Here is just a small sample from our surveys of the thousands of tactics buyers have used to ask for some concession from sellers:
- tendency to compartmentalize around one aspect (like price) and not look at the big picture of contract benefits
- refusal to recognize our value add, even though they use it, and the focus on price
- asking and assuming this is just the start: what's the discount? what's the real price?
- the price is too high
- I have no money right now
- your share requirements are too high
- your amenity values are inflated
- no budget
- our goal is to cut our costs by 10% over the previous contract
- we have some major problems with meeting service level agreements, etc.
- budget limitations
- our business model does not allow us to pay that type of premium
- this decision will be made based solely on price
- we cannot close these deals at these price points
- lead time are long; let's get these prices locked in so we can stock your items and avoid lead times
- this is what we want
- the most important thing is price
- we are looking for the best price
- how much can you bring the price down?
- is that the final price?
- need to do better with the price
- if you can't reduce the price, you will be kicked out of the bid
- if you do not lower the price then we are going elsewhere with our business
- customer wants a price up front, even before we have had the opportunity to create value
- certain percentage off last price paid
- lowest price wins
Was that painful enough?

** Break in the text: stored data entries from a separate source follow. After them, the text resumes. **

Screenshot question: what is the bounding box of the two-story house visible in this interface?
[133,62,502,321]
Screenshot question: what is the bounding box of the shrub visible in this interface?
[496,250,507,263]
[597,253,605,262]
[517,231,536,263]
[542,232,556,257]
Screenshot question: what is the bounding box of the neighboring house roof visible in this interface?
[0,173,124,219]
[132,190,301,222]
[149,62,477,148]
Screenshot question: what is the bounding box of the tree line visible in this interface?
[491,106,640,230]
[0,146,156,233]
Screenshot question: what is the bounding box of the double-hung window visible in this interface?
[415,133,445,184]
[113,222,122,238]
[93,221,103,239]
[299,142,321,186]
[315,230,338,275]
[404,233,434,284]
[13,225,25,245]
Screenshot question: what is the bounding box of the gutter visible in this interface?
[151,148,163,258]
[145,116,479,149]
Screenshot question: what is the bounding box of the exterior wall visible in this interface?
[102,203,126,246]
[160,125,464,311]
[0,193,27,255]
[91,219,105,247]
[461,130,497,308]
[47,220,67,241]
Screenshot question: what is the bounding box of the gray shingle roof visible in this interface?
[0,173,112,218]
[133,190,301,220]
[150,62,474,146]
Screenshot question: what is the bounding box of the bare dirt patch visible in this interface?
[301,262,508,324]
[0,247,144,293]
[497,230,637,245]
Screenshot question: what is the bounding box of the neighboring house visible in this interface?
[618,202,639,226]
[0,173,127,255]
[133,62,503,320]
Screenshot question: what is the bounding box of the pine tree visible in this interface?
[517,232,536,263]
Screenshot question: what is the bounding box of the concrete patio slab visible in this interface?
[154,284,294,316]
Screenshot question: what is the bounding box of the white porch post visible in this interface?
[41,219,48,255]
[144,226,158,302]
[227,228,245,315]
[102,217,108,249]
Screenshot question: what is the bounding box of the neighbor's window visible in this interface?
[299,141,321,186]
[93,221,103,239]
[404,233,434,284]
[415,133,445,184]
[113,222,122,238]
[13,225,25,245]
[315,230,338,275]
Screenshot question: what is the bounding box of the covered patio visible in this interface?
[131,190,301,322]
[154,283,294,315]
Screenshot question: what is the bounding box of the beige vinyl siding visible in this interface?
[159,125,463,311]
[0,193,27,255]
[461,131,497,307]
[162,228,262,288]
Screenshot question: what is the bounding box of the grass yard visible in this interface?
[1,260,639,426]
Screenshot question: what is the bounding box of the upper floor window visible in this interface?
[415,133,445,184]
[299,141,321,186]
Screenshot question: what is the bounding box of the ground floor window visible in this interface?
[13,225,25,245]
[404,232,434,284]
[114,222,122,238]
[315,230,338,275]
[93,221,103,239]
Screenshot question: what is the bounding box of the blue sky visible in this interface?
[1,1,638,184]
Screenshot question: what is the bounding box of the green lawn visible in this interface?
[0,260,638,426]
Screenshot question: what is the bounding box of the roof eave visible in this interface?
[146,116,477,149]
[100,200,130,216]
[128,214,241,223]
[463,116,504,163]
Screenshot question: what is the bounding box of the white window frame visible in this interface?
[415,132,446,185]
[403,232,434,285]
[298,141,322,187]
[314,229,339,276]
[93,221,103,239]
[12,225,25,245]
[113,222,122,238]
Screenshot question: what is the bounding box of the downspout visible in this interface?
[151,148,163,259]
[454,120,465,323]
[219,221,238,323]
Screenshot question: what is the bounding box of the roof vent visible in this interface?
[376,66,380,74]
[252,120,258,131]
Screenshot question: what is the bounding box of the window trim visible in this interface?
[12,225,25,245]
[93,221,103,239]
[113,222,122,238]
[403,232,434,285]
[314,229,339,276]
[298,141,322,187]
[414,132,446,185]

Do any of these sound like comments you've heard lately? In fact, about half of all global tactics were similar in that the buyer attempted to force a concession by picking one aspect and focusing on it out of context.
Business deals are to be evaluated by both sides based on all the data for both sides. We can't take one piece out of context; it just doesn't make sense.
The good news is that there is an simple way to counter all these buyer tactics once you recognize them for what they are. Trading. That is, asking for something in return when a buyer makes a demand of you. It is the key, now more than ever, to bring the price of what you are offering back into context.
If we, as negotiators, made this simple but highly effective change to our negotiation strategy, profit margins in our companies would skyrocket while actually providing some benefit to our customers. Just as we have to change the way we're negotiating, buyers also have to recognize that, for most of us, margins are down. Demanding that we give away more margin simply does not fly anymore.